In the latest edition of Quick Study, Brad Case, NAREIT’s senior vice president for research and industry information, said that despite a difficult month for all investors in January, REIT investors fared relatively well.

The total returns of the FTSE/NAREIT All REIT Index fell 3.5 percent in January. In the broader market, however, large cap stocks lost 5.0 percent, small cap value stocks lost 6.7 percent, and small cap growth stocks lost nearly 11 percent, Case observed.

“It’s good to have some portfolio diversification when it’s a difficult month for the market as a whole,” Case said.

He noted that economic uncertainty during the last three months has resulted in REIT returns declining by 5 percent, whereas stock market investors saw their holdings decline by 10 percent.

Case added that following a period of two good months in September and October, the stock market has since given away all of its gains. REIT investors, on the other hand, have seen their holdings gain about 8 percent since the end of August.

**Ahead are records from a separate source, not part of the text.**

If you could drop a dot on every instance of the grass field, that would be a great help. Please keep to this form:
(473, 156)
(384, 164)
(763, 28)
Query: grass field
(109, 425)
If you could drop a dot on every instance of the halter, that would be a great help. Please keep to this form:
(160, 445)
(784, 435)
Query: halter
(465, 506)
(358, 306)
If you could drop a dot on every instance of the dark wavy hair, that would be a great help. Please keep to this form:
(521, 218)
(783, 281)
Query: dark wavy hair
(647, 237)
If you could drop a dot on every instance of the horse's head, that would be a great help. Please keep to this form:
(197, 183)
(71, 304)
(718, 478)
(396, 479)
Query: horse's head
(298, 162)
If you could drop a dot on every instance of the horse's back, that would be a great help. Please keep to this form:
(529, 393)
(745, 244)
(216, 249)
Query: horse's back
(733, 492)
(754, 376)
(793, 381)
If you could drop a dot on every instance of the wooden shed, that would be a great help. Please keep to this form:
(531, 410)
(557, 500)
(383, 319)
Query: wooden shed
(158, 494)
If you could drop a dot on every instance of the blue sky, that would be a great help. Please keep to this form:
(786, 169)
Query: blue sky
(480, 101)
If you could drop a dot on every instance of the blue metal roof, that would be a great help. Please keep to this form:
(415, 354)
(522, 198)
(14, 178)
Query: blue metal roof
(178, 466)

“It’s important to keep those benefits of diversification in mind, even when you are looking at a month like January that was a tough one,” Case noted.

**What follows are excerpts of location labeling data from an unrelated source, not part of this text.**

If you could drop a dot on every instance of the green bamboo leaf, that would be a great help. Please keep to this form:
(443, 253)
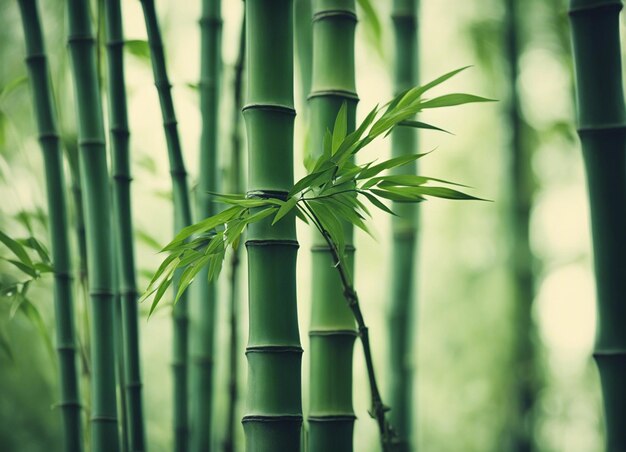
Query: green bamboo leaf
(389, 164)
(341, 127)
(449, 100)
(138, 48)
(377, 202)
(415, 93)
(285, 209)
(421, 125)
(16, 248)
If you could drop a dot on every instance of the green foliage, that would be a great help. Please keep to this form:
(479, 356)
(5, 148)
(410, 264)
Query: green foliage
(328, 196)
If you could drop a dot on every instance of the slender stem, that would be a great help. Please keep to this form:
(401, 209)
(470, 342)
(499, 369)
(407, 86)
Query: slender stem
(125, 256)
(235, 187)
(378, 408)
(182, 218)
(57, 210)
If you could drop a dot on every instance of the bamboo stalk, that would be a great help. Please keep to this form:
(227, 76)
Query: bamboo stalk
(235, 187)
(203, 299)
(127, 286)
(182, 218)
(96, 205)
(520, 169)
(602, 131)
(404, 238)
(274, 404)
(49, 140)
(332, 331)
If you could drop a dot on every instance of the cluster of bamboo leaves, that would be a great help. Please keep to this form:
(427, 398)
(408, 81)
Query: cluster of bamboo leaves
(331, 194)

Market volatility is really a measure of uncertainty about asset values, Case explained. That stems from uncertainty about the course of the macroeconomic expansion.

According to Case, almost every sector in the stock market is giving investors exposure to the business cycle, which is about four years in average duration.  REITs, however, offer exposure to an entirely different set of earnings drivers that encompass the real estate market cycle. The real estate market cycle has averaged about 18 years, Case said, “and we’re really only half way into it.”

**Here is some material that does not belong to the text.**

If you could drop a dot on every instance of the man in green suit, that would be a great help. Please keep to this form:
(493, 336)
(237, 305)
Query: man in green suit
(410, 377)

Case stressed that although investors are responding to uncertainty about macroeconomic conditions, those conditions have more to do with the business cycle and the rest of the stock market than with the U.S. real estate market cycle. He underscored that U.S. REITs, unlike the rest of the stock market, don’t have a lot of exposure to global developments.

Among the best-performing segments of the REIT market in January were data centers, self-storage and free-standing retail, Case noted.